Wisconsin’s unemployment rate currently sits at 3.2% after the state added 60,000 jobs last year, according to the latest data from the Wisconsin Department of Workforce Development.
“That’s real, sustainable relief that will keep income taxes low now and into the future without causing devastating cuts to priorities like public schools and public safety,” Evers said during his budget address.
Evers previously floated a $600 million plan last August that included a 10% tax cut and expanded several public services, including education and public health. But Republicans swiftly shut it down, with Assembly Speaker Robin Vos calling it a political ploy to gain votes in the November midterm elections, according to Wisconsin Public Radio.
It’s unlikely his revived tax cut proposal will appease Assembly Speaker Robin Vos, who told Wisconsin Public Radio in November that Assembly Republicans would focus on returning money that was "overpaid" by taxpayers.
"I think it's fair to say that our first priority would be cutting taxes as much as we possibly can," Vos said. "The second would be we're going to keep the money in our savings account. I would rather keep it in the savings account than expand the size of government."

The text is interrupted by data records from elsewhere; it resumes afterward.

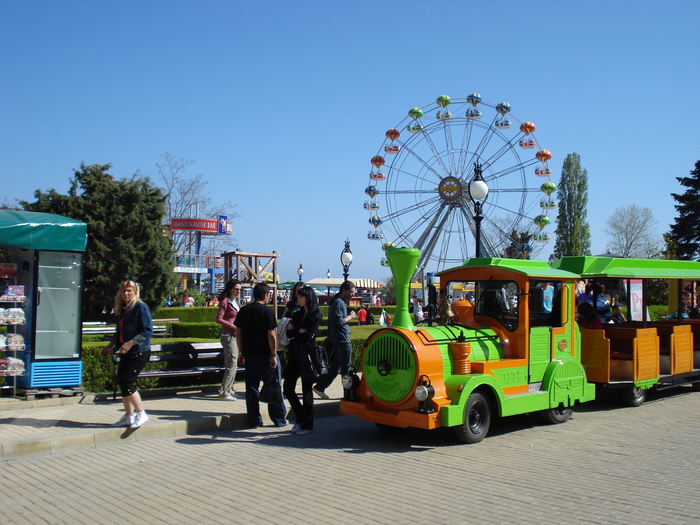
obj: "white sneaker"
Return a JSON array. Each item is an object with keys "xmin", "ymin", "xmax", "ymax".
[
  {"xmin": 311, "ymin": 388, "xmax": 328, "ymax": 399},
  {"xmin": 218, "ymin": 394, "xmax": 236, "ymax": 401},
  {"xmin": 129, "ymin": 410, "xmax": 148, "ymax": 428},
  {"xmin": 112, "ymin": 414, "xmax": 134, "ymax": 427}
]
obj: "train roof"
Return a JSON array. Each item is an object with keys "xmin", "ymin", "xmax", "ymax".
[
  {"xmin": 438, "ymin": 257, "xmax": 580, "ymax": 279},
  {"xmin": 552, "ymin": 257, "xmax": 700, "ymax": 281}
]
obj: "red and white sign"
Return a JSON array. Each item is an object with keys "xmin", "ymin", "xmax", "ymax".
[
  {"xmin": 170, "ymin": 219, "xmax": 233, "ymax": 235},
  {"xmin": 0, "ymin": 263, "xmax": 17, "ymax": 279}
]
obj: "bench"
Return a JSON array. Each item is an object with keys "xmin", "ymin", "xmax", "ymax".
[
  {"xmin": 108, "ymin": 341, "xmax": 245, "ymax": 398},
  {"xmin": 82, "ymin": 319, "xmax": 168, "ymax": 336}
]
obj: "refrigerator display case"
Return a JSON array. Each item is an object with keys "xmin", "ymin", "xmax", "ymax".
[{"xmin": 0, "ymin": 210, "xmax": 87, "ymax": 388}]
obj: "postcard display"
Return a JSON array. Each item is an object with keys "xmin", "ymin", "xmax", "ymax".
[{"xmin": 0, "ymin": 210, "xmax": 87, "ymax": 388}]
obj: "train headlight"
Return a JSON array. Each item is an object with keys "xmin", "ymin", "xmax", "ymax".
[
  {"xmin": 413, "ymin": 376, "xmax": 435, "ymax": 414},
  {"xmin": 341, "ymin": 367, "xmax": 360, "ymax": 401},
  {"xmin": 413, "ymin": 385, "xmax": 435, "ymax": 403}
]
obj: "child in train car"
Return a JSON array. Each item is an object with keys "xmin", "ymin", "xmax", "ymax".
[{"xmin": 576, "ymin": 302, "xmax": 603, "ymax": 330}]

Republicans on the Joint Finance Committee (JFC) already told reporters they plan to throw out Evers’ budget, which JFC co-chair Sen. Howard Marklein called a “liberal wishlist.”
There’s some hope for compromise as the budget process moves forward. Vos has previously indicated conditional support for an increase in public school funding if paired with an expansion of the state's private school choice program.
He also suggested a potential to “thread the needle” on tax cuts so long as Wisconsin’s budget surplus was going back to residents rather than into state spending, according to a November report from The Center Square.
Vos struck a similar tune last Wednesday when he told reporters there were “some areas” of common ground in Evers’ budget. However, he said Republicans’ solutions would look “dramatically different” than the governor’s “unrealistic” plans.
"In some ways, I felt like I was watching Oprah Winfrey — a billion for you, a billion for you, a billion for you," Vos said.